И вот Вагинов, изображая своих собирателей, своих скупцов, которые пытаются от жизни сохранить хоть что-то, он, с одной стороны, конечно, издевается и брезгует, а с другой — он бесконечно жалеет, бесконечно сострадает. И у него вот это ощущение хрупкого мира, оно особенно, кстати, в «Трудах и днях Свистонова», где в финале романа автор целиком переходит в свое произведение — такая мечта укрыться хотя бы в нем.
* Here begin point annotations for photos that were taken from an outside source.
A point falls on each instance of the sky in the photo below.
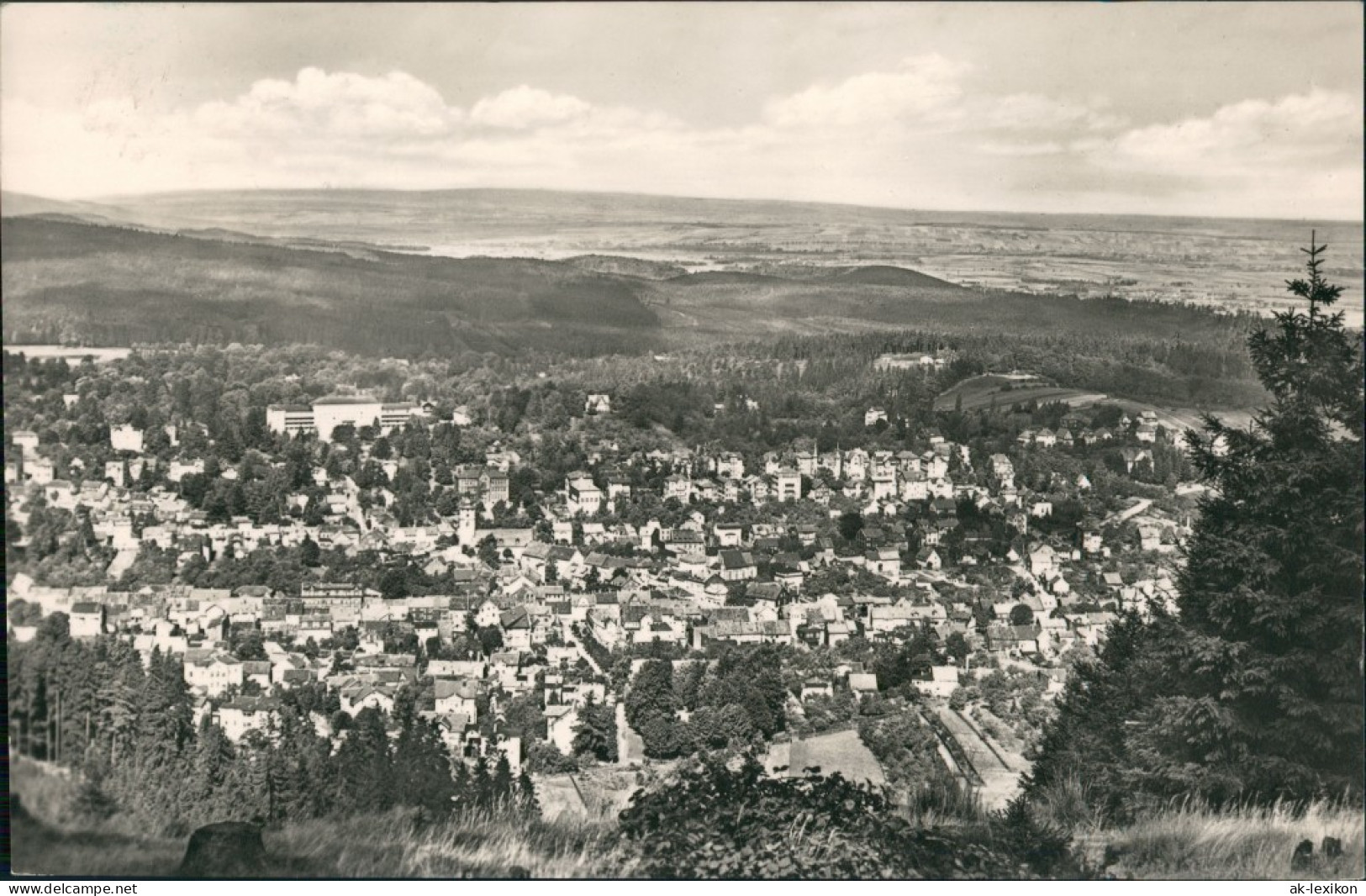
(1147, 108)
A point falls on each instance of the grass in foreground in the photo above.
(1247, 843)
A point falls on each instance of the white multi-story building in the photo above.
(338, 410)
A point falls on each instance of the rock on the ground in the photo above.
(227, 848)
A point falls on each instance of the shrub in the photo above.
(727, 820)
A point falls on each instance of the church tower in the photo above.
(467, 524)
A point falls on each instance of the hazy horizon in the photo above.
(118, 197)
(1230, 111)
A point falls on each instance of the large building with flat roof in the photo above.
(324, 415)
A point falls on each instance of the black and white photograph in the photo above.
(741, 441)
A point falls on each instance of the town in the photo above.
(365, 548)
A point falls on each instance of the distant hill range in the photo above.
(404, 273)
(66, 280)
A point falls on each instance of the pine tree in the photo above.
(503, 784)
(364, 767)
(1254, 690)
(422, 768)
(596, 731)
(1271, 690)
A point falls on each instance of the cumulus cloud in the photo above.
(1249, 138)
(334, 105)
(913, 135)
(921, 87)
(528, 107)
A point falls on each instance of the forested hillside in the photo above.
(66, 280)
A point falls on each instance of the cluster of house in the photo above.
(701, 579)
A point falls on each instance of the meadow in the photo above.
(1184, 841)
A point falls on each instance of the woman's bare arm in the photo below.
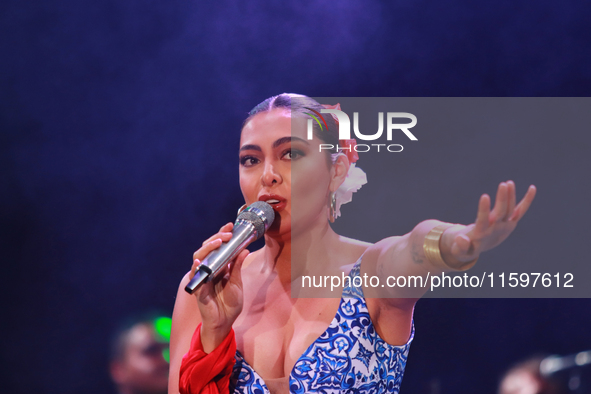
(459, 245)
(185, 319)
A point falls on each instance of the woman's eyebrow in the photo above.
(250, 147)
(288, 139)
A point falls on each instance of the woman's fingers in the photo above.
(501, 203)
(524, 204)
(482, 217)
(511, 195)
(214, 242)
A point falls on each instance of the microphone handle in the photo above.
(243, 234)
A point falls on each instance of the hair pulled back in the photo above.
(299, 104)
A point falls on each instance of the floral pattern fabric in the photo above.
(349, 357)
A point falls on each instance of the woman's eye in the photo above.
(292, 155)
(248, 161)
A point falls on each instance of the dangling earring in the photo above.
(333, 207)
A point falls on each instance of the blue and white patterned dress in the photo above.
(349, 357)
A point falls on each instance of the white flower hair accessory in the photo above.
(355, 176)
(353, 182)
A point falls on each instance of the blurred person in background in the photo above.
(525, 378)
(140, 355)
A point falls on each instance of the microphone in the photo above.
(250, 225)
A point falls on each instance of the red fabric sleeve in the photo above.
(203, 373)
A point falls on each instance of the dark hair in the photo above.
(300, 104)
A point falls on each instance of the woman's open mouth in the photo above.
(277, 202)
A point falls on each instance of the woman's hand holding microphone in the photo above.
(220, 298)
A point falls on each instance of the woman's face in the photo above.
(279, 165)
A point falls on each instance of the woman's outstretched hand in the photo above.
(491, 227)
(220, 298)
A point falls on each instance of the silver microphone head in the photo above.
(260, 215)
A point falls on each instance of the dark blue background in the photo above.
(119, 130)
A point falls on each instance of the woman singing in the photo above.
(245, 333)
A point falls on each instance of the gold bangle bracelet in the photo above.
(433, 251)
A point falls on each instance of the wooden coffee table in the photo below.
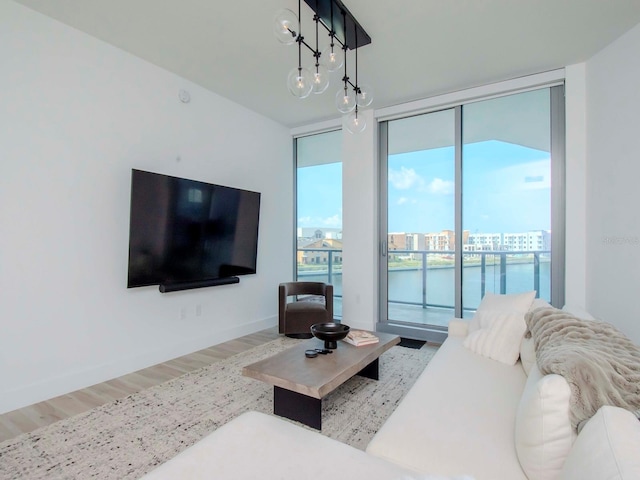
(300, 383)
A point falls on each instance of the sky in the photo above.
(506, 189)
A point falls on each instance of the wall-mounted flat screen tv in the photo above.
(188, 231)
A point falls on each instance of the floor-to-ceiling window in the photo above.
(319, 211)
(467, 205)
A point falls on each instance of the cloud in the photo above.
(405, 178)
(441, 187)
(334, 221)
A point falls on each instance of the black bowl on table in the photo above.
(330, 333)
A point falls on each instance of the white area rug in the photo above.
(129, 437)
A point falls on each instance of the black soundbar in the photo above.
(214, 282)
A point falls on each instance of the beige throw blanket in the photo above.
(600, 364)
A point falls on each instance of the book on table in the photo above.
(361, 337)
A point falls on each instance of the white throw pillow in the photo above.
(501, 340)
(492, 304)
(544, 435)
(497, 328)
(608, 447)
(527, 347)
(527, 354)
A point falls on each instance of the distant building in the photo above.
(313, 253)
(484, 242)
(318, 233)
(532, 241)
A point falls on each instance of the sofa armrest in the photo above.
(458, 327)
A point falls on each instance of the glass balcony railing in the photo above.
(425, 278)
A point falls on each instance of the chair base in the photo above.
(298, 335)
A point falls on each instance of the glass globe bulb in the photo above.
(285, 26)
(320, 79)
(355, 123)
(332, 59)
(345, 101)
(300, 82)
(365, 96)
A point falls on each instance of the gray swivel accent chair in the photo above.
(313, 303)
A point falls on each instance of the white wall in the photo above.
(360, 226)
(575, 186)
(613, 195)
(75, 116)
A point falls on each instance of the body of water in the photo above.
(406, 285)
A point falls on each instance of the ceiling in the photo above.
(419, 48)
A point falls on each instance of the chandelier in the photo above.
(345, 33)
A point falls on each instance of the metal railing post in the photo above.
(536, 274)
(483, 274)
(424, 280)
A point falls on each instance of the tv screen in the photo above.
(188, 231)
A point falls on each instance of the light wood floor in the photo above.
(44, 413)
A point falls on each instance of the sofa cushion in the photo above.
(527, 347)
(255, 445)
(498, 326)
(458, 418)
(543, 429)
(492, 304)
(527, 354)
(608, 447)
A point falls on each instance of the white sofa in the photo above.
(467, 416)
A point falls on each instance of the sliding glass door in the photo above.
(506, 197)
(319, 211)
(467, 208)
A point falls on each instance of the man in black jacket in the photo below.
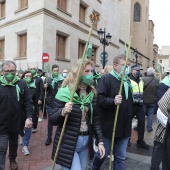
(53, 83)
(108, 99)
(14, 98)
(151, 84)
(137, 86)
(39, 95)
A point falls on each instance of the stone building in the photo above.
(60, 27)
(142, 30)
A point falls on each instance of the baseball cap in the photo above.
(136, 67)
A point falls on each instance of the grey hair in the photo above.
(8, 62)
(150, 71)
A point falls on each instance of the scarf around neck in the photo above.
(31, 85)
(56, 79)
(166, 80)
(126, 82)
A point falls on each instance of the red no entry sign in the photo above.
(45, 57)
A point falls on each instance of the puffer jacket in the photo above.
(68, 144)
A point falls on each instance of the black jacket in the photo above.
(51, 92)
(150, 89)
(107, 89)
(12, 110)
(72, 130)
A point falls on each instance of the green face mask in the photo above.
(55, 74)
(33, 72)
(28, 79)
(87, 79)
(9, 76)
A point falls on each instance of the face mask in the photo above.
(55, 74)
(137, 73)
(87, 79)
(64, 75)
(33, 72)
(9, 76)
(28, 79)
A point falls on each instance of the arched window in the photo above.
(137, 12)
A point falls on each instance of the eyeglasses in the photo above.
(9, 71)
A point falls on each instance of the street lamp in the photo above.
(104, 40)
(153, 62)
(136, 53)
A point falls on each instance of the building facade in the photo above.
(142, 30)
(60, 27)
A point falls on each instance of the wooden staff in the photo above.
(117, 109)
(45, 91)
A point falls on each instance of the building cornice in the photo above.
(57, 17)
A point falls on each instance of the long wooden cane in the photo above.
(94, 17)
(117, 108)
(71, 99)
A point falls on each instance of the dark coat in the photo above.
(39, 92)
(166, 148)
(150, 89)
(51, 92)
(72, 130)
(12, 110)
(107, 89)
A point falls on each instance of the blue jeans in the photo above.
(49, 126)
(119, 153)
(27, 136)
(156, 155)
(3, 150)
(80, 157)
(149, 110)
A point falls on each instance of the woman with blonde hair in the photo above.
(108, 69)
(76, 145)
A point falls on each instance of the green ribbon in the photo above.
(166, 80)
(126, 81)
(56, 79)
(36, 75)
(31, 85)
(12, 83)
(64, 94)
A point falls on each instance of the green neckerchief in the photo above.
(126, 82)
(31, 85)
(56, 79)
(166, 80)
(12, 83)
(5, 83)
(64, 95)
(36, 75)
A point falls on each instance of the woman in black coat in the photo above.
(84, 117)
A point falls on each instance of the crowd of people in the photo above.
(91, 112)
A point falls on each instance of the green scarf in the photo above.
(56, 79)
(36, 75)
(12, 83)
(166, 80)
(31, 85)
(126, 82)
(96, 77)
(5, 83)
(64, 94)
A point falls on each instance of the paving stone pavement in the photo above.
(40, 155)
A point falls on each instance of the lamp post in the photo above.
(136, 53)
(104, 40)
(153, 62)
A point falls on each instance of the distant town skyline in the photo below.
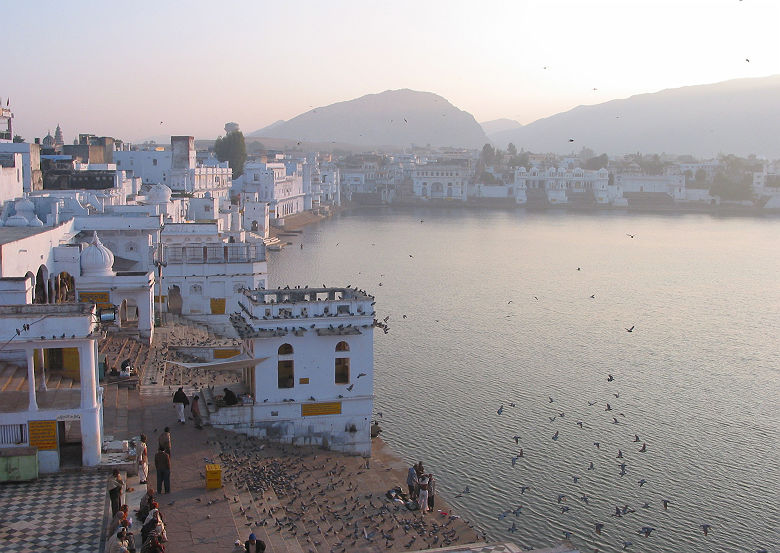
(155, 69)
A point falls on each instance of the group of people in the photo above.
(422, 487)
(181, 401)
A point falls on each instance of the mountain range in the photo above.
(740, 116)
(392, 118)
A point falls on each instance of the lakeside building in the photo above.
(561, 186)
(279, 183)
(443, 180)
(65, 425)
(310, 373)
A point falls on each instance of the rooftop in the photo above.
(50, 309)
(12, 234)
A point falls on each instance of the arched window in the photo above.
(285, 349)
(285, 368)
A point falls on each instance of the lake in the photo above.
(498, 311)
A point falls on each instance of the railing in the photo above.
(225, 253)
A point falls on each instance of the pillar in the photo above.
(91, 437)
(42, 387)
(33, 406)
(87, 362)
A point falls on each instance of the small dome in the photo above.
(159, 194)
(24, 207)
(17, 221)
(96, 259)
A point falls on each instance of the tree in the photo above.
(488, 154)
(232, 148)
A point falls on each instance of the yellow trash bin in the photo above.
(213, 476)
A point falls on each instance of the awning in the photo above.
(241, 361)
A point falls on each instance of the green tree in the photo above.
(232, 148)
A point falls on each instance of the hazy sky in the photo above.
(120, 68)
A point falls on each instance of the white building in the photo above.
(278, 183)
(151, 166)
(442, 181)
(312, 380)
(32, 414)
(31, 162)
(11, 181)
(560, 185)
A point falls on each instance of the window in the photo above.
(342, 370)
(285, 349)
(286, 374)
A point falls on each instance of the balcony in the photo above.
(216, 253)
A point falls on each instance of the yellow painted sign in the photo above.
(43, 434)
(217, 306)
(225, 353)
(315, 409)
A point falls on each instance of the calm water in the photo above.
(697, 379)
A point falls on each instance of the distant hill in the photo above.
(498, 125)
(740, 116)
(390, 118)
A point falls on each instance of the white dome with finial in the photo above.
(96, 259)
(159, 194)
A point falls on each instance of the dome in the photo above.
(96, 259)
(24, 207)
(159, 194)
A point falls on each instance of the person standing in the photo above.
(253, 545)
(411, 481)
(195, 409)
(165, 440)
(115, 486)
(162, 463)
(431, 492)
(422, 500)
(142, 455)
(180, 401)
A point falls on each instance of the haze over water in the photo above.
(697, 379)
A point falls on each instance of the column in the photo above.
(42, 386)
(30, 353)
(87, 361)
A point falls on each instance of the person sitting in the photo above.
(230, 397)
(117, 541)
(118, 517)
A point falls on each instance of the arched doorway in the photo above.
(41, 291)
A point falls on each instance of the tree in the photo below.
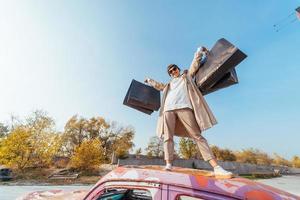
(296, 161)
(88, 155)
(16, 150)
(155, 147)
(3, 130)
(44, 139)
(114, 138)
(278, 160)
(123, 142)
(223, 154)
(253, 156)
(138, 152)
(31, 143)
(188, 149)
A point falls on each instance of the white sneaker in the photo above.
(168, 167)
(222, 173)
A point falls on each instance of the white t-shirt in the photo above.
(177, 96)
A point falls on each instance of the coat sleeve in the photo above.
(157, 85)
(195, 64)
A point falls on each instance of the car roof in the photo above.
(203, 180)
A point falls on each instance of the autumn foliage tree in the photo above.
(155, 147)
(188, 149)
(223, 154)
(16, 149)
(88, 155)
(114, 138)
(31, 143)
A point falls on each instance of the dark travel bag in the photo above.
(142, 97)
(222, 58)
(230, 78)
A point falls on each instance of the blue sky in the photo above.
(79, 57)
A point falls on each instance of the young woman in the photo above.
(184, 112)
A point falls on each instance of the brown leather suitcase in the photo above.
(142, 97)
(222, 58)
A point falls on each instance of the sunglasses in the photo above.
(172, 70)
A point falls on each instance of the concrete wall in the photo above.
(237, 168)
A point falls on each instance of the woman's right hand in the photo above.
(147, 80)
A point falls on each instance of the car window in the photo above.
(183, 197)
(125, 194)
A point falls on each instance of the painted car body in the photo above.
(181, 182)
(152, 182)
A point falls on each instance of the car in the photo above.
(154, 183)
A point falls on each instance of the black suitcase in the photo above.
(230, 78)
(142, 97)
(223, 57)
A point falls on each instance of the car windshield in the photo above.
(125, 194)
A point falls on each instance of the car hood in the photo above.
(55, 194)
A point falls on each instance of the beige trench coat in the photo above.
(204, 117)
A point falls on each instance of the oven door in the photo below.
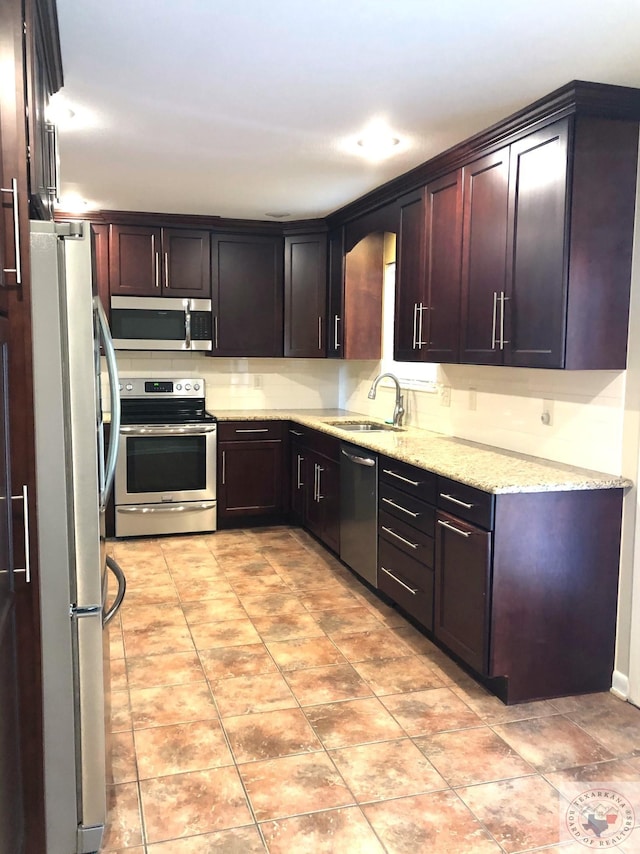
(164, 464)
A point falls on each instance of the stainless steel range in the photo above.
(165, 479)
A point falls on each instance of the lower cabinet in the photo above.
(315, 483)
(250, 472)
(406, 537)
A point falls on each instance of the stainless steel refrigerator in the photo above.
(74, 474)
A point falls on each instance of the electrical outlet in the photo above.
(547, 413)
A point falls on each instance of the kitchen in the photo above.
(594, 407)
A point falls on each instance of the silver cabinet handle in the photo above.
(398, 537)
(400, 507)
(187, 322)
(156, 256)
(503, 299)
(114, 395)
(494, 320)
(412, 590)
(54, 160)
(399, 476)
(25, 515)
(454, 529)
(13, 189)
(456, 500)
(420, 342)
(122, 587)
(361, 461)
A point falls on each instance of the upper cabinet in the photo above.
(247, 295)
(355, 297)
(44, 78)
(150, 261)
(305, 294)
(523, 256)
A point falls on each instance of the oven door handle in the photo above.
(190, 507)
(164, 430)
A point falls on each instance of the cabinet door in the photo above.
(364, 274)
(299, 482)
(250, 479)
(537, 262)
(247, 295)
(11, 814)
(484, 257)
(335, 332)
(186, 270)
(305, 293)
(461, 610)
(410, 279)
(443, 257)
(134, 261)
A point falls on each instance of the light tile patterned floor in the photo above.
(264, 700)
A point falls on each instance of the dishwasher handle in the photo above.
(361, 461)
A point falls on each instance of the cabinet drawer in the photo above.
(417, 482)
(414, 542)
(416, 598)
(466, 502)
(239, 431)
(408, 509)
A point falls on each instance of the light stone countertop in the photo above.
(490, 469)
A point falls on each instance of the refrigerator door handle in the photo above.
(112, 370)
(122, 587)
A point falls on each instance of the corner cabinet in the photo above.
(150, 262)
(305, 295)
(247, 295)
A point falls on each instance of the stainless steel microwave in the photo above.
(164, 323)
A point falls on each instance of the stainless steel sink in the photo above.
(363, 426)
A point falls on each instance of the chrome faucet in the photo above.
(398, 410)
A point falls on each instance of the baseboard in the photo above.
(620, 685)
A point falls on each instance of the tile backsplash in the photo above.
(495, 406)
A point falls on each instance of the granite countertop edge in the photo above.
(484, 467)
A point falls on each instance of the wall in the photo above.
(243, 383)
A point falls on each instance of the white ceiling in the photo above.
(243, 107)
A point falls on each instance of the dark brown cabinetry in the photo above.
(355, 297)
(410, 279)
(44, 78)
(484, 258)
(305, 295)
(247, 295)
(315, 483)
(406, 537)
(463, 572)
(250, 472)
(149, 261)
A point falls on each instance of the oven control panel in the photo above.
(143, 387)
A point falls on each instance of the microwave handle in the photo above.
(187, 324)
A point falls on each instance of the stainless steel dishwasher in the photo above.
(359, 511)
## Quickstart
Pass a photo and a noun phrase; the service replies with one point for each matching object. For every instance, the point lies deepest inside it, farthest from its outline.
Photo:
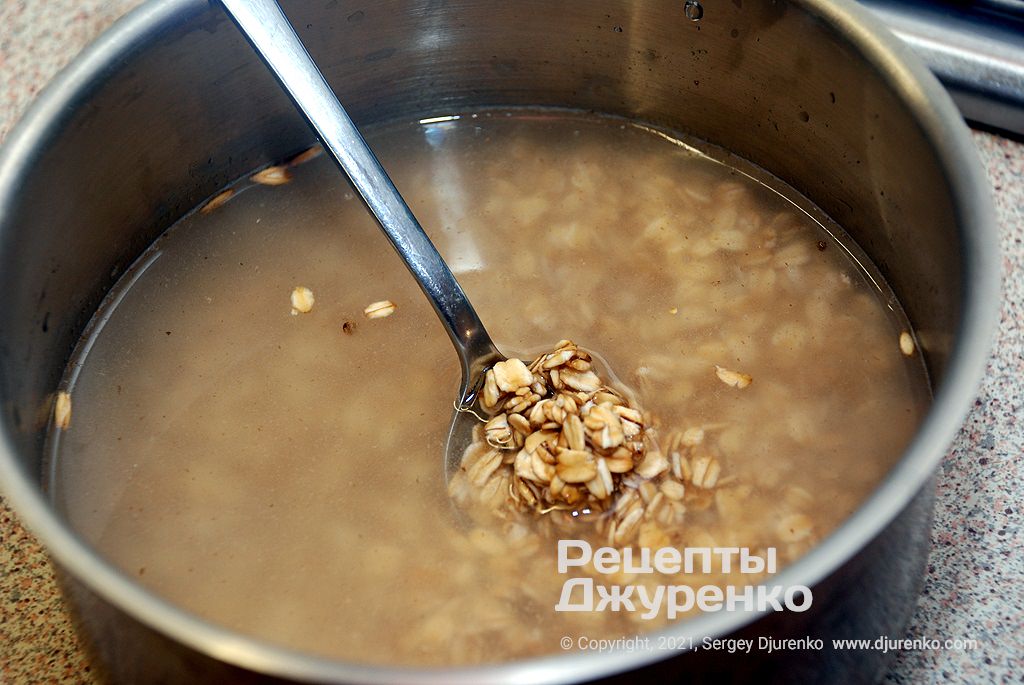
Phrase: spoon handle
(269, 32)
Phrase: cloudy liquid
(282, 475)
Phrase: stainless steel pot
(171, 104)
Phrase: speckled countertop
(975, 583)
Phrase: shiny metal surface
(171, 104)
(976, 49)
(265, 26)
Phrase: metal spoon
(266, 28)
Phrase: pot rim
(939, 120)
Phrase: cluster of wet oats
(562, 441)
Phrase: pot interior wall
(189, 109)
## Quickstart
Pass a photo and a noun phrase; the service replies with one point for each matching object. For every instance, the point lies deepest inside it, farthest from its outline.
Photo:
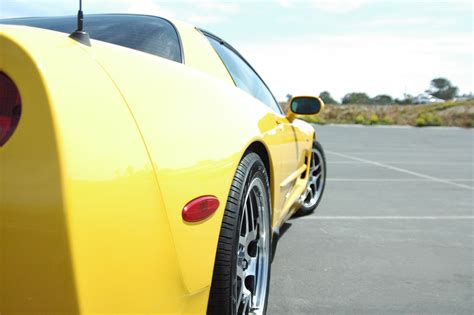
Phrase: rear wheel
(316, 180)
(241, 277)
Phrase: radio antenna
(79, 34)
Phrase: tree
(327, 98)
(356, 98)
(443, 89)
(382, 99)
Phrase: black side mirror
(306, 105)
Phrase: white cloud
(149, 7)
(339, 6)
(285, 3)
(205, 19)
(366, 63)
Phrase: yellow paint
(94, 179)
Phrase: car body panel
(128, 140)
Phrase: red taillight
(10, 108)
(200, 208)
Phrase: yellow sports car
(144, 170)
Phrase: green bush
(420, 122)
(387, 121)
(360, 119)
(428, 119)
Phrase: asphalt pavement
(394, 231)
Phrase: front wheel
(241, 277)
(316, 180)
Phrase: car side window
(149, 34)
(243, 75)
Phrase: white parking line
(404, 162)
(401, 170)
(393, 180)
(388, 217)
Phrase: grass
(460, 114)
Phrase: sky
(305, 47)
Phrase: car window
(243, 75)
(148, 34)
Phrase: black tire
(318, 156)
(225, 281)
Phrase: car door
(283, 136)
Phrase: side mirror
(305, 105)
Но вот интонационно, наверное, как раз самое откровенное стихотворение Вагинова — это «Голос». Оно так и называется — «Голос».
Столица глядела
Развалиной.
Гражданская война летела
Волной.
И Нэп сошел и развалился
В Гостином пестрою дугой.
Чувствуете, как этот хаос начинает постепенно оформляться в такие капустные ямбы, а-ля Заболоцкий?
Самодовольными шарами
Шли пары толстые.
И бриллиантами качали
В ушах.
И заедали анекдотом
И запивали опереттой
Борьбу.
В стекло прозрачное одеты,
Огни мерцали.
Растраты, взятки и кино
Неслись, играя в домино.
Это Заболоцкий чистый совершенно. Но главное — посмотрите, какой портрет эпохи в двух словах, в двух строчках: «Растраты, взятки и кино неслись, играя в домино».
Волнующий и шелестящий
И бледногубый голос пел,
Что чести нет.
И появлялся в кабинете
В бобры мягчайшие одет;
И превращался в ресторане
Он в сногсшибательный обед.
И, ночью, в музыкальном баре
Нарядной девою звучал
И изворотливость веселую,
Как победителя ласкал.
Я вот сейчас впервые подумал, что, может быть, Вагинов существует отчасти на пересечении традиций Заболоцкого и позднего Кузмина. Вот это ощущение страшного сна, бреда, который есть у Кузмина в «Параболах» или в «Темные улицы вызывают темные чувства», в стихах предфорельных, в стихах, где тайные страшные сны, роковые красавицы, все это переплетено, все нуждается в тончайшей расшифровке. Вот мне кажется, что эти интонации Кузмина соседствуют здесь с грубой простотой Заболоцкого — и возникает тот синтез, которого ни один из них поврозь достичь не мог. А Вагинов сумел это свести и сплавить.
Да, целый год я взвешивал
Но не понять мне моего искусства.
Уже в садах осенняя прохлада,
И дети новые друзей вокруг меня.
Испытывал я тщетно книги
В пергаментах суровых или новые
Со свежей типографской краской.
В одних — наитие, в других же — сочетанье,
Расположение — поэзией зовется.
Иногда
Больница для ума лишенных снится мне,
Чаще сад и беззаботное чириканье,
Равно невыносимы сны.
Но забываюсь часто, и по-прежнему
Безмысленно хватаю я бумагу —
И в хаосе заметное сгущенье,
И быстрое движенье элементов,
И образы под яростным лучом —
На миг. И все опять исчезло.
Надо сказать, что последние годы Вагинова ознаменованы были мучительными попытками как-то встроиться в жизнь. И он — несчастный коллекционер, мечтатель, знаток Античности и Европы — вынужден был работать над «Историей фабрик и заводов» и ездить на завод «Светлана», на завод электрических лампочек, с которого он возвращался всегда истощенным, изможденным. А он же был туберкулезник, со свищом на щеке, весь синий, шатающийся. Он роста был невеликого и сложения хрупкого. И вот этот ужас его последних лет, конечно, как подумаешь, невыносим.